Branden Fitelson, Rutgers

The Problem of Irrelevant Conjunction --- Revisited

Joint work with James Hawthorne

The problem of irrelevant conjunction (aka, the "tacking problem") was originally one which plagued Hypothetico-Deductive accounts of confirmation.  More recently, Bayesians have offered various sorts of analyses of the problem.  I will survey the (early) Bayesian analyses, and explain how they are deficient in several crucial ways.  Then, I will present what I take to be a more probative Bayesian analysis (due to myself and Jim Hawthorne).  Finally, I will address some recent criticisms of our approach (due to Maher, and Crupi & Tentori).

Stephan Hartmann, Tilburg

Confirmation and Reduction: A Bayesian Account

Various scientific theories stand in a reductive relation to each other. In a recent article (F. Dizadji-Bahmani, R. Frigg and S. Hartmann: Who is Afraid of Nagelian Reduction? To appear in Erkenntnis), we have argued that a generalized version of the Nagel-Schaffner model (GNS) is the right account of this relation. In this talk, we present a Bayesian analysis of how GNS impacts on confirmation. We formalize the relation between the reducing and the reduced theory before and after the reduction using Bayesian networks, and thereby show that, post-reduction, the two theories are confirmatory of each other. We then ask when a purported reduction should be accepted on epistemic grounds. To do so, we compare the prior and posterior probabilities of the conjunction of both theories before and after the reduction and ask how well each is confirmed by the available evidence. (This talk is based on a joint paper, forthcoming in Synthese, with Foad Dizadji-Bahmani and Roman Frigg.)

James Joyce, Michigan

A Defense of Imprecise Credences in Inference and Decision Making

Many people – including Issac Levi, Peter Walley, Teddy Seidenfeld, Richard Jeffrey and Mark Kaplan – have suggested that uncertain beliefs that are based on ambiguous or incomplete evidence are best represented using sets of probability functions.  I will defend the use of such “imprecise credal states” against some recent objections, raised by Roger White and Adam Elga, which concern the phenomenon of dilation.  Dilation occurs when learning some definite fact forces a person’s beliefs about an event to shift from a sharp, point-valued subjective probability to an imprecise spread of probabilities.

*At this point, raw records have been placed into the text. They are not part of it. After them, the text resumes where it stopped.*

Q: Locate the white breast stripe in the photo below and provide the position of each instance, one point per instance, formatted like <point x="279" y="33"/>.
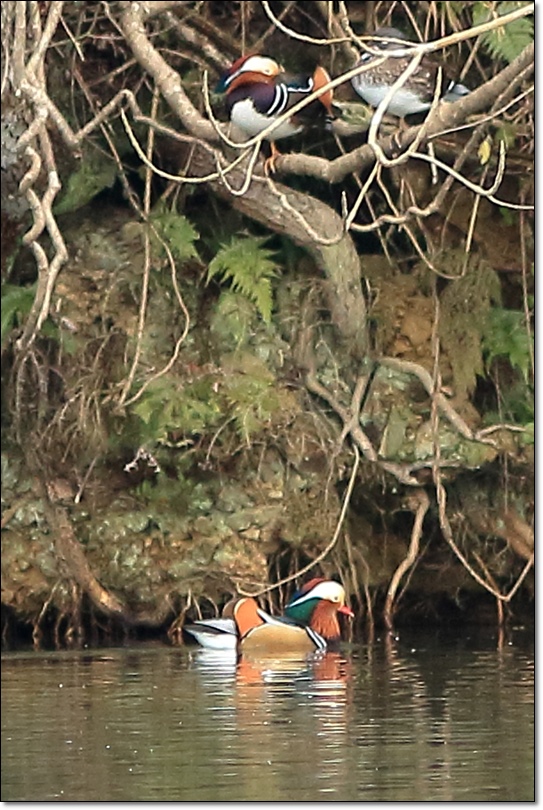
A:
<point x="279" y="102"/>
<point x="318" y="639"/>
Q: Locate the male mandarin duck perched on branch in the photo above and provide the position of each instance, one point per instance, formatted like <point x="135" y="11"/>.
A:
<point x="258" y="93"/>
<point x="312" y="624"/>
<point x="417" y="93"/>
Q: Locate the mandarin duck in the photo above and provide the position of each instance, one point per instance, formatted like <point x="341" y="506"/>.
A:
<point x="417" y="93"/>
<point x="251" y="629"/>
<point x="258" y="93"/>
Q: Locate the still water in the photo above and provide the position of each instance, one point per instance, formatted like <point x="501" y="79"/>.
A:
<point x="405" y="718"/>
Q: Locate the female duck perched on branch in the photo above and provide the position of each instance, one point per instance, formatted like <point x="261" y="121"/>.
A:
<point x="416" y="94"/>
<point x="258" y="93"/>
<point x="310" y="623"/>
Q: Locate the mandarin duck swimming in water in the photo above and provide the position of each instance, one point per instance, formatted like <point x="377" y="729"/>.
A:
<point x="312" y="624"/>
<point x="417" y="93"/>
<point x="258" y="93"/>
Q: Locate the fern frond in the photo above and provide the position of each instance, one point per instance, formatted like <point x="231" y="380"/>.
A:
<point x="250" y="268"/>
<point x="176" y="231"/>
<point x="510" y="40"/>
<point x="506" y="335"/>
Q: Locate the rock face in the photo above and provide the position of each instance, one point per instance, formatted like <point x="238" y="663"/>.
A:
<point x="205" y="468"/>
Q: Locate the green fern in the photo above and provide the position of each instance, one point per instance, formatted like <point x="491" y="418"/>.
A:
<point x="250" y="393"/>
<point x="169" y="412"/>
<point x="506" y="335"/>
<point x="250" y="267"/>
<point x="176" y="231"/>
<point x="510" y="40"/>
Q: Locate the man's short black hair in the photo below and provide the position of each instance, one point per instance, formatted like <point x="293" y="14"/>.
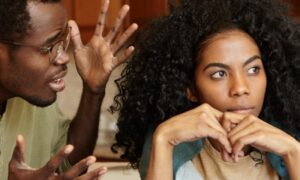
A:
<point x="14" y="18"/>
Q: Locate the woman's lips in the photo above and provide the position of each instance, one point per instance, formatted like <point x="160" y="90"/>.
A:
<point x="242" y="110"/>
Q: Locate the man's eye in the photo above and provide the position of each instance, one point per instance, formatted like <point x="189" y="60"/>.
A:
<point x="218" y="74"/>
<point x="45" y="50"/>
<point x="253" y="70"/>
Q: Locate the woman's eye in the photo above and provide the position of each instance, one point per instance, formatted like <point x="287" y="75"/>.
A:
<point x="218" y="75"/>
<point x="253" y="70"/>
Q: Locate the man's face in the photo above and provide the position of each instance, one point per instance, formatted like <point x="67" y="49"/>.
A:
<point x="27" y="72"/>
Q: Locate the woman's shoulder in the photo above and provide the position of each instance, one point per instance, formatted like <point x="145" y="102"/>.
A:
<point x="188" y="171"/>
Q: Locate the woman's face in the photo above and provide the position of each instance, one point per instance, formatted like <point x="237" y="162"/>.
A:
<point x="230" y="75"/>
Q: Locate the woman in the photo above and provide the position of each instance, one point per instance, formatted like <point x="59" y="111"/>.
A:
<point x="223" y="74"/>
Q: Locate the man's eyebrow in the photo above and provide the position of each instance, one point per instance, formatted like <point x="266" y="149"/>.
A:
<point x="248" y="61"/>
<point x="53" y="38"/>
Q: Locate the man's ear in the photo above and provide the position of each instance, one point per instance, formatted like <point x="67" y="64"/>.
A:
<point x="190" y="94"/>
<point x="3" y="53"/>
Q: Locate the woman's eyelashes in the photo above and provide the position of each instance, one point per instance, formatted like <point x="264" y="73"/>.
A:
<point x="218" y="74"/>
<point x="254" y="70"/>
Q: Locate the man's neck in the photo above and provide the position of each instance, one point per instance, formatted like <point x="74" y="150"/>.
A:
<point x="2" y="107"/>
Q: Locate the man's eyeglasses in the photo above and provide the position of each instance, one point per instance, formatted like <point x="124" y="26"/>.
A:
<point x="54" y="50"/>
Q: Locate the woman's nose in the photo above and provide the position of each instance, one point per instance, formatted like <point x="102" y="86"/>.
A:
<point x="239" y="86"/>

Some commentators have found dilation disturbing, both from the epistemic and decision-theoretic perspectives, and have placed the blame on the use of sets of probabilities to represent beliefs.  I will argue that these reactions are based on an overly narrow conception of imprecise credal states which assumes that we know everything there is to know about a person’s doxastic attitude toward an event once we know the spread of values of her subjective probability for that event.  Once we recognize that the theory of imprecise credences has the resources to characterize a much richer family of doxastic attitudes than this, we will see that the charges of incoherence brought by White and Elga are unfounded. Dilation is not disturbing when properly understood, and it does not lead to any incoherence in either inference of decision making.

Hans Kamp, Stuttgart

Back and Forth between Language and Thought

What can we learn about the structure of thought from studying the structure of language and the ways in which it is used? The question is ancient and it has given rise to a long défilé of speculations, hypotheses and claims. I will begin by looking at one aspect of this question: What can we learn about the structure of mental representations from close attention to the ways in which linguistic form maps onto utterance meaning and the meaning of extended discourse and text?  After rehearsing some earlier conclusions about plausible conclusions that can be drawn from such considerations about the structure of the mental representations which result from language interpretation, I will argue for the hypothesis that similar representations also serve as inputs to language production.  These assumptions lead to a picture of verbal communication according to which communicative success consists in the similarity between the representation constructed by the interpreter of an utterance and the representation that led the speaker/author to choose the words contained in the utterance she produced.   In order that such similarity (and thus communicative success) can be achieved on a regular basis, discourse participants must share their understanding of the relations between words and thoughts. (Which entails that they must share the syntactic, semantic and pragmatic rules of the language they use to communicate.)  But more often than not, just sharing the rules of the language isn’t enough.  Most speech acts presuppose that, in addition, speaker and interpreter share certain bits of background information - about particular entities and facts as well as general principles to which the world conforms (with few exceptions if any).   What has been argued earlier about the input to language production and output from language interpretation also applies to such background information: the form in which the information is represented is as important as its propositional content. The final part of the talk will focus on this particular aspect of what renders verbal communication possible and effective.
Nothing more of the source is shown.